The Church’s traditional liturgical calendar gives us the three weeks of Septuagesima, Sexagesima and Quinquagesima to get us in training for Lent, our annual attempt at a forty days spiritual marathon.

We start our training by soberly recalling the essential facts of our existence and our destiny: our creation, the Fall, the promise of redemption, the life of grace, the cost of discipleship, the malice of the Evil One, the mercy of Christ, the offer of salvation, the hope of glory.

These three pre-Lenten Sundays have wisely been restored in the rite now proper to the Catholic Ordinariates (olim Anglicani).

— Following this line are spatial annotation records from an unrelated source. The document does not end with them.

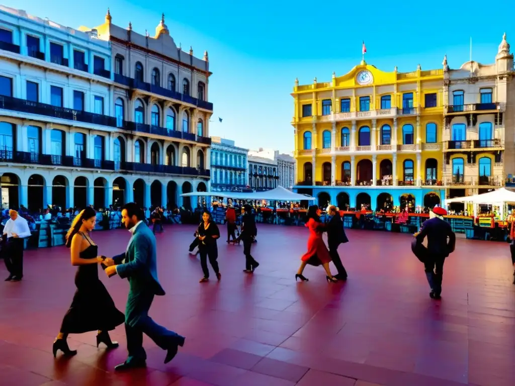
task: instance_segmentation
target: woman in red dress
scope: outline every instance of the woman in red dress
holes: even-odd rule
[[[297,278],[303,282],[308,281],[308,279],[302,275],[306,265],[310,264],[315,267],[322,265],[325,270],[327,276],[325,278],[330,283],[336,283],[338,280],[333,276],[329,269],[329,263],[332,261],[329,251],[325,246],[325,243],[322,239],[322,233],[323,232],[324,225],[320,221],[320,215],[322,211],[316,205],[312,205],[307,209],[307,215],[306,216],[307,222],[306,226],[310,229],[310,238],[307,239],[307,252],[304,254],[300,259],[302,262],[299,270],[295,275],[295,281]]]

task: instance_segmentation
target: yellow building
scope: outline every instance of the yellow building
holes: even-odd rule
[[[295,190],[340,208],[432,206],[442,184],[443,71],[364,61],[294,92]]]

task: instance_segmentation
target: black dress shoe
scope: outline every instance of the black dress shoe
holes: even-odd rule
[[[125,371],[131,370],[133,369],[143,369],[147,367],[147,362],[144,360],[132,360],[130,362],[124,362],[114,366],[116,371]]]

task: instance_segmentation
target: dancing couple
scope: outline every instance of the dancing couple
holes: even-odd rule
[[[136,204],[127,204],[122,210],[122,222],[132,234],[126,251],[112,258],[97,255],[98,247],[89,232],[95,227],[96,213],[87,207],[75,218],[66,234],[66,247],[71,249],[72,265],[78,266],[75,276],[77,291],[72,306],[64,315],[61,330],[54,342],[53,352],[67,356],[75,355],[66,342],[70,334],[98,330],[97,346],[105,343],[108,348],[118,346],[112,342],[109,331],[125,322],[129,356],[116,370],[146,366],[143,347],[143,334],[160,347],[167,351],[164,362],[171,361],[178,347],[184,345],[184,337],[159,325],[148,316],[154,296],[165,292],[157,277],[156,238],[145,223],[143,210]],[[109,277],[116,274],[127,278],[130,287],[126,314],[118,311],[106,287],[98,278],[101,263]]]

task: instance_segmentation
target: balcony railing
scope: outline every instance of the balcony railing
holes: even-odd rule
[[[9,51],[14,54],[20,54],[20,46],[13,44],[12,43],[0,42],[0,49]]]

The Ordinariate Mass book “Divine Worship – The Missal” is a magnificent and admirable piece of work. Apart from the Cranmerian elements that have been included, its various options permit a celebration which comes close to the liturgical preference that so many Catholics have asked for over the years since 1969 but have so far been denied: Mass in the old rite (the extraordinary form) but in a decent and dignified vernacular translation.

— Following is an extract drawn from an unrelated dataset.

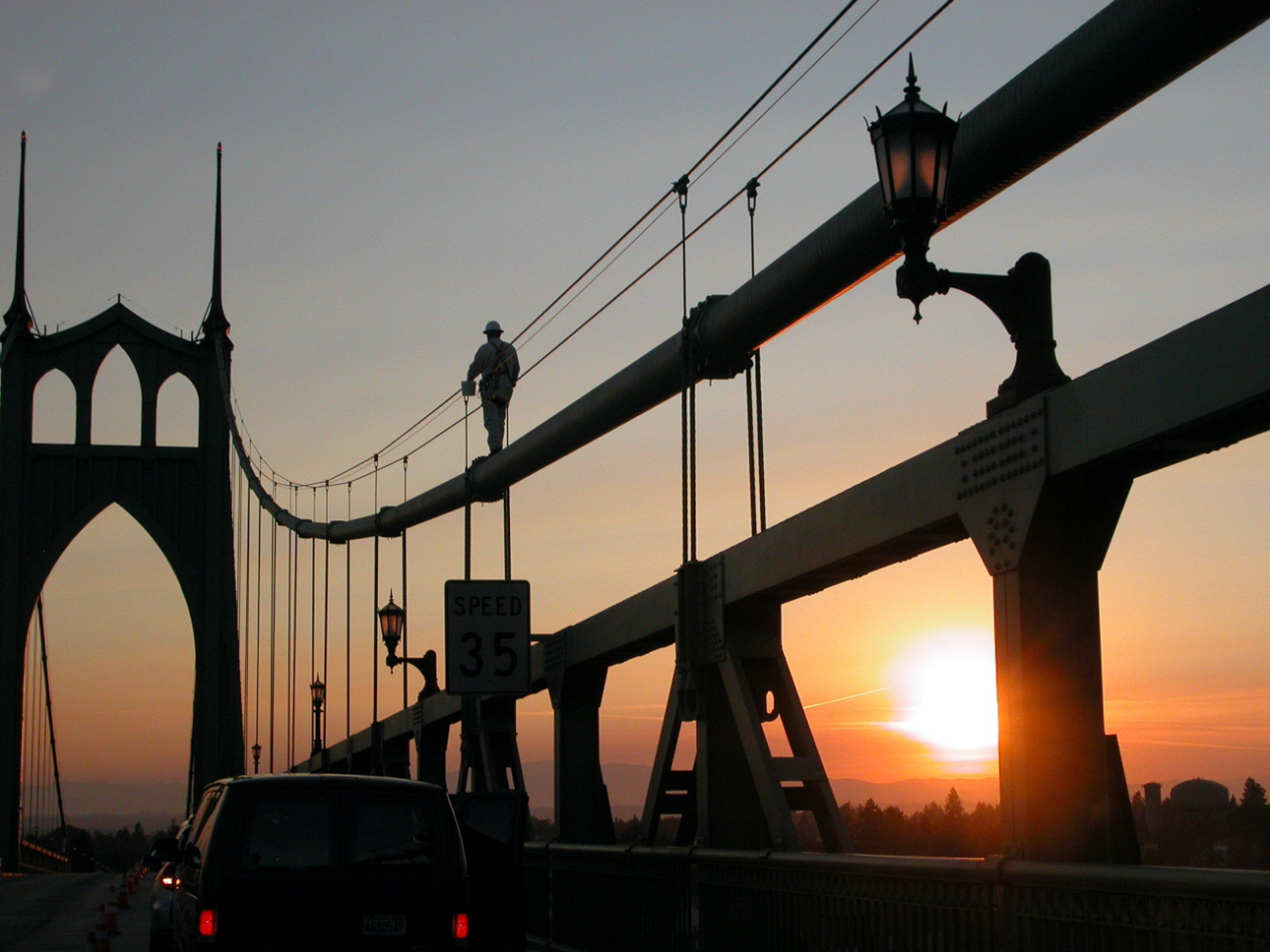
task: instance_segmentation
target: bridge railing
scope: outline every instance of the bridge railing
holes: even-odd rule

The orations in the Ordinariate missal are particularly impressive, and many feel that the quality and ‘tone’ of those prayers far surpass the equivalent texts in both the former and current ICEL missals. In the Ordinariate missal the liturgical English actually sounds intelligible, and reads and sounds like prayer – a splendid achievement.

The whole of the Ordinariate missal repays careful study. I hope that a smaller size version of it will be made available. Then the wider study of its contents could greatly illuminate the ongoing difficult situation which the ordinary form of the Roman rite finds itself in.

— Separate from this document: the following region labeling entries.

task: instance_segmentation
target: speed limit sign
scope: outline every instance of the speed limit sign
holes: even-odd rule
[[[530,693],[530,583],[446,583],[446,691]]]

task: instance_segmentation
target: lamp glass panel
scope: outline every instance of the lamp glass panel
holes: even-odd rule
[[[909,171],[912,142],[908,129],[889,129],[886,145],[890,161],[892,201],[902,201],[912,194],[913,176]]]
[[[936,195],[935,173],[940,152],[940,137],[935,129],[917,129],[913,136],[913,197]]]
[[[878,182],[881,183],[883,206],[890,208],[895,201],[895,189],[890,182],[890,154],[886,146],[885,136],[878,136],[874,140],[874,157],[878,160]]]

In this world our worship will never be perfect. But we must always strive to make it less imperfect. I respectfully suggest that when the time comes to revise the Ordinariate missal, the following improvements would greatly enhance it, and make it a most desirable additional option for all English speaking Catholics.

  1. To remove the Cranmerian elements.
  2. To restore the traditional version of the Roman canon (in the vernacular) with the silence, and all the manual gestures and genuflections sanctified by so many centuries of usage and still retained, thank God, in the 1962 Missale Romanum.

It’s dangerous to play the prophet, and we should never allow our life of faith to degenerate into obsession with single issue problems.

Notwithstanding, I do hazard a non-polemical prognostication: if the extraordinary form of the Roman rite were made available in a decent and coherent vernacular version for those who wanted it (with the option for Latin always remaining of course) there would soon follow a grace-filled and landslide renewal of the Church’s spiritual and liturgical life.

I am well aware that many people have their own pet theories, and that opinion greatly varies.